Menurut Sarma Hutajulu, kehadiran mereka di Kantor KPU Kabupaten Tapanuli Tengah (Tapteng), dalam hal penolakan berkas pasangan Masinton-Mahmud, yang sejak tanggal 4 September 2024 hingga kini belum ada penjelasan resmi dari penyelenggara Pemilu tersebut, terkait diterima atau tidaknya pendaftaran Bakal Calon Kepala Daerah (Bacakada) ini.
"Tentu kami pingin kejelasan dari KPU Tapteng, ditunggu tidak ada juga akhirnya kami surati," sebutnya di halaman kantor KPU Tapteng, jalan Marison Pandan.
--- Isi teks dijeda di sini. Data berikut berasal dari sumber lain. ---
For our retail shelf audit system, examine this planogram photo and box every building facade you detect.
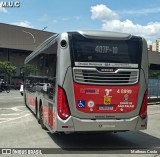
[0,23,54,85]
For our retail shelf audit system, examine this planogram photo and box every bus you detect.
[23,30,148,134]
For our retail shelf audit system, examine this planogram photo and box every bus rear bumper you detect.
[58,116,147,132]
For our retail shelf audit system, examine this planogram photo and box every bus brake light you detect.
[58,86,71,120]
[139,90,148,119]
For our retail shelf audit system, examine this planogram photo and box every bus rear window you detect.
[70,34,142,65]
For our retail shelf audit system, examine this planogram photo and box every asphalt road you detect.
[0,91,160,157]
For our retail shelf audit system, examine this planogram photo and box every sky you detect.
[0,0,160,44]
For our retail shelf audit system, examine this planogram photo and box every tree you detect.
[0,61,17,80]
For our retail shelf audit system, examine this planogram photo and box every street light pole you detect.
[23,26,48,49]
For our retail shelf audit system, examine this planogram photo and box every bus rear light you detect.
[139,90,148,119]
[58,86,71,120]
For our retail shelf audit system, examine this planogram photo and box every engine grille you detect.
[73,67,139,85]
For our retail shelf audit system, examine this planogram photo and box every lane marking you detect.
[0,113,32,124]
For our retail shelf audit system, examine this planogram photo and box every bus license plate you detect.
[99,105,113,110]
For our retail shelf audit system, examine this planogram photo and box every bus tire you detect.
[24,94,28,107]
[39,104,46,129]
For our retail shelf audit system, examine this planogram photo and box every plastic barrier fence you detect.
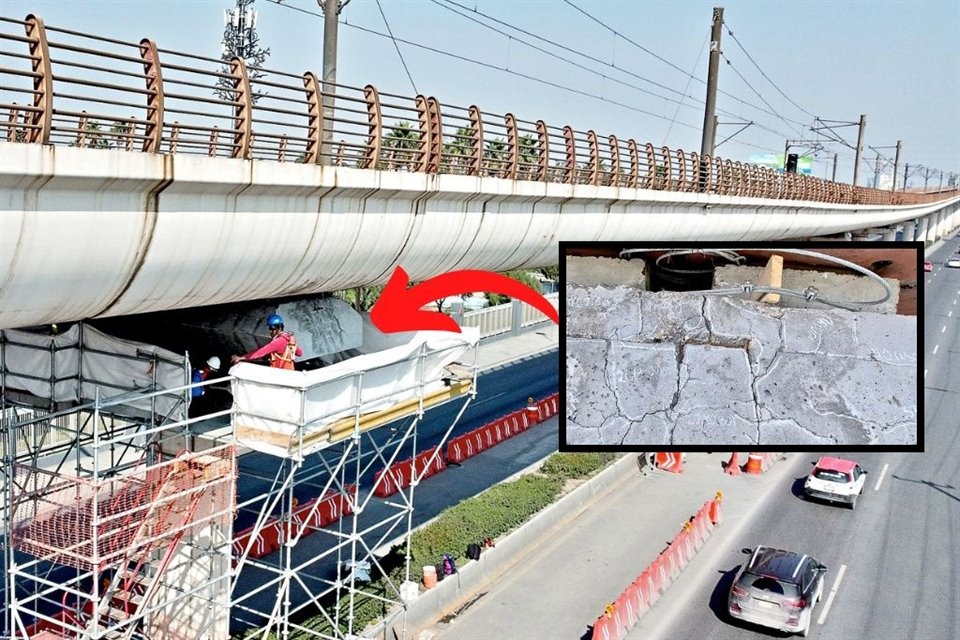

Sarma menerangkan, ia tetap meminta penjelasan secara resmi tentang status pencalonan paslon Masinton Pasaribu - Mahmud Effendi Lubis.
"Supaya masyarakat Tapanuli Tengah tahu apa sebenarnya status dari pasangan Masinton Pasaribu - Mahmud Efendi Lubis di Pilkada 2024," ujar Plt Ketua DPC PDI-Perjuangan Tapteng.
Ia juga menegaskan, KPU Tapteng harus membuat surat berita acara, sebab menurut Sarma itu adalah perintah undang-undang yang diatur dalam Peraturan Komisi Pemilihan Umum (PKPU) Nomor 8.
"Semua ada aturannya. Jangan kita pertontonkan kebodohan-kebodohan baru yang kemudian menimbulkan kerugian terhadap diri kita sendiri," katanya.
"Kami sudah membuat laporan ke DPP setiap harinya progresnya ke DPP dan menyatakan kepada kami lakukan upaya hukum terhadap penolakan pendaftaran," timpal Sarma.
Sementara itu M Fadil Wanri Putra Hutagalung selaku Kordiv Perencanaan Data dan Informasi KPU Kabupaten Tapteng, ketika dikonfirmasi wartawan menyebutkan bahwa bukan haknya untuk menjawab.
"Bukan bagian saya untuk menjawabnya," ungkapnya.